Il reste que Bernard Cazeneuve demeure une valeur d’avenir car la mauvaise conscience des socialistes pourra jouer demain en sa faveur après s’être mobilisée contre lui. Y compris du côté de François Hollande qui a eu l’inélégance de ne pas le soutenir au cours des dernières semaines. Aujourd’hui, les socialistes sont d’abord des égarés. Nous avons besoin de les voir revenir à la raison .

La proportionnelle, évoquée par Michel Barnier, pourrait tout arranger ?

Je reste favorable à la proportionnelle mais je mets en garde mes amis sur la portée d’une réforme du mode de scrutin, quelle qu’elle soit. Les problèmes politiques français ne sont pas solubles dans une réforme électorale. Ils sont ailleurs et la portée de cette innovation serait plutôt limitée. La libération de la droite Républicaine par rapport au RN est déjà faite depuis qu’elle s’est cassée en deux et que la plupart des non-ciottistes ont été élus avec le soutien du bloc central. Pour libérer les socialistes de LFI, la proportionnelle ne suffirait pas.

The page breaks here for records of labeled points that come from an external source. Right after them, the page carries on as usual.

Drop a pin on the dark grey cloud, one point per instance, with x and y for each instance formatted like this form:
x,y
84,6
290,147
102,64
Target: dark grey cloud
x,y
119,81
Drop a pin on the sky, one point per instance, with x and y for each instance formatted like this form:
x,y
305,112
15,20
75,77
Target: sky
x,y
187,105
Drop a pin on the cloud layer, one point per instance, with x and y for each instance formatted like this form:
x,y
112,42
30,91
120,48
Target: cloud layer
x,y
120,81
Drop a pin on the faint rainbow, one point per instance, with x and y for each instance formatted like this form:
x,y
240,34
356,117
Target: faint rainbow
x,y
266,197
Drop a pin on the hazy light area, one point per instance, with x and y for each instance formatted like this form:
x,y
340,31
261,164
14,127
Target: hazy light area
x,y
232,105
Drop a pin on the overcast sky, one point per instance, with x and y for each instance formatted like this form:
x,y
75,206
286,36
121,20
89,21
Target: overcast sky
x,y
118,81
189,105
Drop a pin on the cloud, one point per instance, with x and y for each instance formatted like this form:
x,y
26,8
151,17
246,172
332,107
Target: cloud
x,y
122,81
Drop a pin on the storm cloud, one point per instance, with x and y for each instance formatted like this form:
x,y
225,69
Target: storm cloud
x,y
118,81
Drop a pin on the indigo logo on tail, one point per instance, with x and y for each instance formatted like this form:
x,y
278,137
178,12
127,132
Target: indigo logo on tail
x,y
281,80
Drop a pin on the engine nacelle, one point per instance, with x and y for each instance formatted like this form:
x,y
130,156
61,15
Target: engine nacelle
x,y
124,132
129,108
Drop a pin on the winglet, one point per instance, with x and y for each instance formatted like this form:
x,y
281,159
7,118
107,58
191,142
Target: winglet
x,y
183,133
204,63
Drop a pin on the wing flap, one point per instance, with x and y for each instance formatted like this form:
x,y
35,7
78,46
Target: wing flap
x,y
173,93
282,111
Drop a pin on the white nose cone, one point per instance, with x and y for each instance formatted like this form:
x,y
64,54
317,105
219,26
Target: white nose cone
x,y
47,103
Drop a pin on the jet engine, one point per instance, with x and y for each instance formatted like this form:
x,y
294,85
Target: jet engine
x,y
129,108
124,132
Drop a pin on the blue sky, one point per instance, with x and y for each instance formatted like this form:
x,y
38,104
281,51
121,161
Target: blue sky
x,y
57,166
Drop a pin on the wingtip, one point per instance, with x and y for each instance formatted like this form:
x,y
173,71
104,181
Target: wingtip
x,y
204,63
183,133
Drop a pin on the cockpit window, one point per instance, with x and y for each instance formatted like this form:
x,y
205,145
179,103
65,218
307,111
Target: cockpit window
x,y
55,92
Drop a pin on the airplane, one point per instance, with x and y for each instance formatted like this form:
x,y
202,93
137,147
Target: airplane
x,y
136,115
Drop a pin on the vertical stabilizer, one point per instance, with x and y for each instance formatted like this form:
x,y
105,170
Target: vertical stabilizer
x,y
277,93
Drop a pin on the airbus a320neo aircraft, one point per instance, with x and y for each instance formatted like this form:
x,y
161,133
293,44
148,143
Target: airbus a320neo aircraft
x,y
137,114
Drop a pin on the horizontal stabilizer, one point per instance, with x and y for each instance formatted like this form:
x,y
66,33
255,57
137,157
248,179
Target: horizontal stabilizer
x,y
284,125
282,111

Leur attachement à l’ Union de la gauche vient du cœur et du ventre .Ils sont à la fois sensibles au mythe de l’union et intéressés localement à la poursuite de leurs coalitions avec leurs trois autres partenaires dont LFI. Or, localement et régionalement, le scrutin restera majoritaire.

De plus l’idée d’imposer la réforme par un référendum d’initiative populaire, donc de mobiliser le pays sur un tel sujet me paraît peu raisonnable.